The Parliament, after being fearfully bullied by the army – who demanded to have seven members whom they disliked given up to them – had voted that they would have nothing more to do with the King. On the conclusion, however, of this second civil war (which did not last more than six months), they appointed commissioners to treat with him. The King, then so far released again as to be allowed to live in a private house at Newport in the Isle of Wight, managed his own part of the negotiation with a sense that was admired by all who saw him, and gave up, in the end, all that was asked of him – even yielding (which he had steadily refused, so far) to the temporary abolition of the bishops, and the transfer of their church land to the Crown. Still, with his old fatal vice upon him, when his best friends joined the commissioners in beseeching him to yield all those points as the only means of saving himself from the army, he was plotting to escape from the island; he was holding correspondence with his friends and the Catholics in Ireland, though declaring that he was not; and he was writing, with his own hand, that in what he yielded he meant nothing but to get time to escape.
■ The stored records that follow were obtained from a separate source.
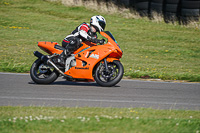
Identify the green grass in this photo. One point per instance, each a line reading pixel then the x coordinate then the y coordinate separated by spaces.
pixel 151 49
pixel 110 120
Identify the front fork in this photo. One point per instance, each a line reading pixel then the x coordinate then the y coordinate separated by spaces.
pixel 106 64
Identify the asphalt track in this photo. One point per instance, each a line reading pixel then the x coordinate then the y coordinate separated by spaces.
pixel 20 90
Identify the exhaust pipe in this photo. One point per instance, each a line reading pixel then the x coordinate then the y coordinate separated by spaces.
pixel 48 61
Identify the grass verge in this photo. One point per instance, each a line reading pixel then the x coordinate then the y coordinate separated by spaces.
pixel 112 120
pixel 151 49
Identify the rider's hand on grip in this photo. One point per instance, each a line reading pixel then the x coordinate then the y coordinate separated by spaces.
pixel 101 41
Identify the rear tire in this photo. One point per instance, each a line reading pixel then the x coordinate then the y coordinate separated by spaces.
pixel 43 74
pixel 111 78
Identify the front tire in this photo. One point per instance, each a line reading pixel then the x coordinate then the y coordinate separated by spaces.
pixel 111 77
pixel 42 73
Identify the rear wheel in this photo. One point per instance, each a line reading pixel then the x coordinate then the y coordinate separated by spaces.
pixel 42 73
pixel 112 76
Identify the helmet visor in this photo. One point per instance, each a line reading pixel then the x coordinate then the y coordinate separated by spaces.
pixel 102 24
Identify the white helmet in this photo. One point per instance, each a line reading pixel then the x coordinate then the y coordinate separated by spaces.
pixel 98 22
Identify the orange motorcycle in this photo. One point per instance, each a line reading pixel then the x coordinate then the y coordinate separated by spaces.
pixel 90 63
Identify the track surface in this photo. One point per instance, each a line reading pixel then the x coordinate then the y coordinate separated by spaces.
pixel 20 90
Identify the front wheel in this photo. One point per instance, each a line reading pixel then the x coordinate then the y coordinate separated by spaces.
pixel 42 73
pixel 111 76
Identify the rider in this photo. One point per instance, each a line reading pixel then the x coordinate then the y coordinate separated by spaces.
pixel 83 32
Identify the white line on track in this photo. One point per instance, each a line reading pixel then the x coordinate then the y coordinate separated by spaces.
pixel 130 80
pixel 94 100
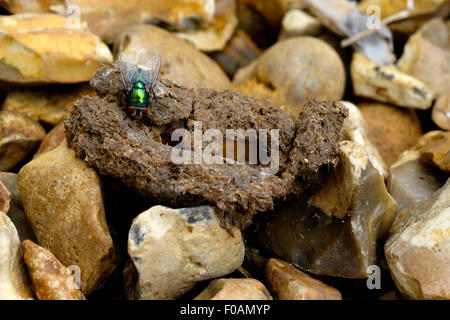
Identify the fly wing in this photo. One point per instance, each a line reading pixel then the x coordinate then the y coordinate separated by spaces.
pixel 127 71
pixel 152 69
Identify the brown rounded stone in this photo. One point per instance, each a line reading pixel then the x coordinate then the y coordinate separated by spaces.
pixel 63 201
pixel 50 279
pixel 288 283
pixel 235 289
pixel 392 130
pixel 5 198
pixel 19 137
pixel 441 112
pixel 293 71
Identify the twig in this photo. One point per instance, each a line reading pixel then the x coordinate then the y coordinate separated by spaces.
pixel 388 20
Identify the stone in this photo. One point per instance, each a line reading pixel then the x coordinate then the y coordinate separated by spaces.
pixel 418 253
pixel 388 84
pixel 173 249
pixel 293 71
pixel 53 139
pixel 63 202
pixel 21 6
pixel 16 212
pixel 341 240
pixel 48 106
pixel 346 187
pixel 5 198
pixel 102 16
pixel 272 11
pixel 47 48
pixel 434 148
pixel 50 279
pixel 343 18
pixel 298 23
pixel 238 53
pixel 219 30
pixel 412 182
pixel 19 138
pixel 441 112
pixel 417 16
pixel 392 130
pixel 235 289
pixel 14 282
pixel 137 151
pixel 181 62
pixel 426 56
pixel 288 283
pixel 355 129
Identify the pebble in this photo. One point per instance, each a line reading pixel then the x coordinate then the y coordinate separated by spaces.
pixel 434 148
pixel 392 130
pixel 102 17
pixel 181 61
pixel 19 138
pixel 335 232
pixel 288 283
pixel 418 254
pixel 14 282
pixel 173 249
pixel 45 48
pixel 412 182
pixel 5 198
pixel 388 84
pixel 293 71
pixel 50 279
pixel 441 112
pixel 53 139
pixel 16 212
pixel 426 56
pixel 215 35
pixel 298 23
pixel 63 202
pixel 235 289
pixel 46 105
pixel 355 129
pixel 418 15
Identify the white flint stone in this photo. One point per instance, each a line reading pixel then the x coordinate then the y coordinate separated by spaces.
pixel 388 84
pixel 172 249
pixel 355 129
pixel 14 282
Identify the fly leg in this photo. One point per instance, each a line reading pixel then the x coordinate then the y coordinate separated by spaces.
pixel 156 99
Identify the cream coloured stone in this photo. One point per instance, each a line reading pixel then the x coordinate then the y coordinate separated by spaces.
pixel 388 84
pixel 50 279
pixel 63 201
pixel 293 71
pixel 235 289
pixel 288 283
pixel 345 187
pixel 45 48
pixel 355 129
pixel 298 23
pixel 418 253
pixel 410 183
pixel 216 34
pixel 19 137
pixel 14 282
pixel 172 249
pixel 426 55
pixel 313 235
pixel 181 61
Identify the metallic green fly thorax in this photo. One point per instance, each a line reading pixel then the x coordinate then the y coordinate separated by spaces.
pixel 138 96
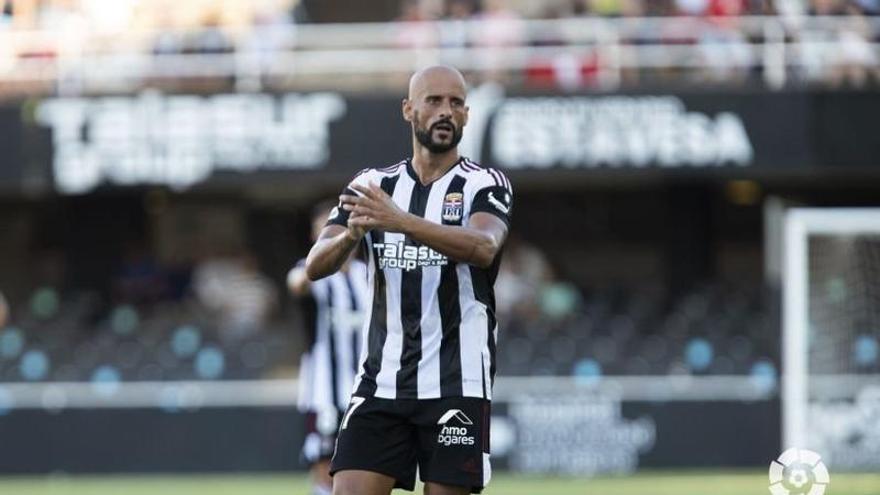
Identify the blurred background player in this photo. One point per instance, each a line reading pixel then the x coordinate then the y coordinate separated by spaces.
pixel 328 367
Matters were at this pass when the army, resolved to defy the Parliament, marched up to London. The Parliament, not afraid of them now, and boldly led by Hollis, voted that the King’s concessions were sufficient ground for settling the peace of the kingdom. Upon that, COLONEL RICH and COLONEL PRIDE went down to the House of Commons with a regiment of horse soldiers and a regiment of foot; and Colonel Pride, standing in the lobby with a list of the members who were obnoxious to the army in his hand, had them pointed out to him as they came through, and took them all into custody. This proceeding was afterwards called by the people, for a joke, PRIDE’S PURGE. Cromwell was in the North, at the head of his men, at the time, but when he came home, approved of what had been done.
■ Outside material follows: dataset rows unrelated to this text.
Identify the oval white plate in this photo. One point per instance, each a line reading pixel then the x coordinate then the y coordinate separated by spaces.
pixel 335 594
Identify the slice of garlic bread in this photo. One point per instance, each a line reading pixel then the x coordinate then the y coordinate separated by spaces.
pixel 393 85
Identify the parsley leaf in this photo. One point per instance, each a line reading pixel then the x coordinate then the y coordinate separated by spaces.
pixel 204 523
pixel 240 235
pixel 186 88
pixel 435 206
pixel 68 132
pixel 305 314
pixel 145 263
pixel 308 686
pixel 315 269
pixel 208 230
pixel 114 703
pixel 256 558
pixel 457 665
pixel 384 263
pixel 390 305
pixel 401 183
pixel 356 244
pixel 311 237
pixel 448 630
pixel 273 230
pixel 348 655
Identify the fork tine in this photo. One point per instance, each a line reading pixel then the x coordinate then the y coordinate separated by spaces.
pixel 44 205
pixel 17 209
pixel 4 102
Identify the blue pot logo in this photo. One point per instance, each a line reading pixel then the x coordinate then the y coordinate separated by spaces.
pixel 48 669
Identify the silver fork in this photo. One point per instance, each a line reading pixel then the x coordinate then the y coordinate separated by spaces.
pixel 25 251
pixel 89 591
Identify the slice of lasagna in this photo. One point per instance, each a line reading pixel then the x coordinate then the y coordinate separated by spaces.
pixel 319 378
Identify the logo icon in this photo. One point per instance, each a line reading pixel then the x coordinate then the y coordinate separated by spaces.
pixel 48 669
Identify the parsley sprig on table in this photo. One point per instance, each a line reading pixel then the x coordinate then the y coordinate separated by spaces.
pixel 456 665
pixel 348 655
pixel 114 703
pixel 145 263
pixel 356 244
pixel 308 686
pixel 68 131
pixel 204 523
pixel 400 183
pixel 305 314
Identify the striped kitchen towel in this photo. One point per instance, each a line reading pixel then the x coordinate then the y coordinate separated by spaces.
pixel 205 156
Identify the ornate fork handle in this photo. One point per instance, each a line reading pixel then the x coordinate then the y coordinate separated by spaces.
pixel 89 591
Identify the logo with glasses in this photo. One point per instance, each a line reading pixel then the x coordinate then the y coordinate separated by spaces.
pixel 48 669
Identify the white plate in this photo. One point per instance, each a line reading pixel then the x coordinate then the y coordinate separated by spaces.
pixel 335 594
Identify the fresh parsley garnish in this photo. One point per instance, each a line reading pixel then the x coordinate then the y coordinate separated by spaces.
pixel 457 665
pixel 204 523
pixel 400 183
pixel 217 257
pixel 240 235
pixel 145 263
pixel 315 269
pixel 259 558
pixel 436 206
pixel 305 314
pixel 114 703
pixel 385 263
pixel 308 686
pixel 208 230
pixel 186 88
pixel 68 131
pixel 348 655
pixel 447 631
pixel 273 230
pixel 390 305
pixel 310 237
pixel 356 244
What with imprisoning some members and causing others to stay away, the army had now reduced the House of Commons to some fifty or so. These soon voted that it was treason in a king to make war against his parliament and his people, and sent an ordinance up to the House of Lords for the King’s being tried as a traitor. The House of Lords, then sixteen in number, to a man rejected it. Thereupon, the Commons made an ordinance of their own, that they were the supreme government of the country, and would bring the King to trial.